A. Hwang: There are things you can do as a clinician in an exam room or virtual exam room with the individual patient or family that supports person-centered care, and there’s also collective action that we can achieve through policy change through shifting the broader structure of the health care system. And I think the need for both individual and collective action makes this difficult, but also means that there are lots of opportunities for all of us to contribute to the solution.

For example, there’s this core concept from the independent living movement of the dignity of risk, which underscores that people should have the right to live the life that they want to live, even if that sometimes that makes us health care system folks uncomfortable. This video series with Dr. Bob Master gives more context around this philosophy. Embracing this means changing the mindset and practices of individual clinicians, but also the culture and practices of health care organizations.

Q: What advancements are needed in the overall health care system to support more widespread adoption of person-centered care?

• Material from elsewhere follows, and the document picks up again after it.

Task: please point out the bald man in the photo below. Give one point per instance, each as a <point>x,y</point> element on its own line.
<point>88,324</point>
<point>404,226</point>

A: A. Hwang: Training and changing some of what happens within the clinical encounter is one piece of it. The age-friendly health systems movement is rapidly scaling efforts to put “what matters” at the center of patient care. I think the other piece is payment and quality measurement — for better or for worse, this is what makes the health care world go round. Thinking about how these things could be used to support person-centered care rather than to thwart it is really important. Payers need to recognize that in many cases you can't do this work in 15-minute increments, so what kind of payment model can support the trust and relationship building that's necessary for person-centered care? And then certainly at the broad policy-making level, building person-centered care as a goal into programs across the board would be tremendously valuable.

M. Cohen: We need to make sure that we're measuring the things that matter most to people in the system. In this society, if you don't measure it, it's not important. And if you're measuring the wrong thing, you're not going to get to where you want to go. Focusing on those measures that matter most to people and that they care most about is critical. It gets people to think about the care they're providing in a different way and for those receiving care, to experience it in a different way.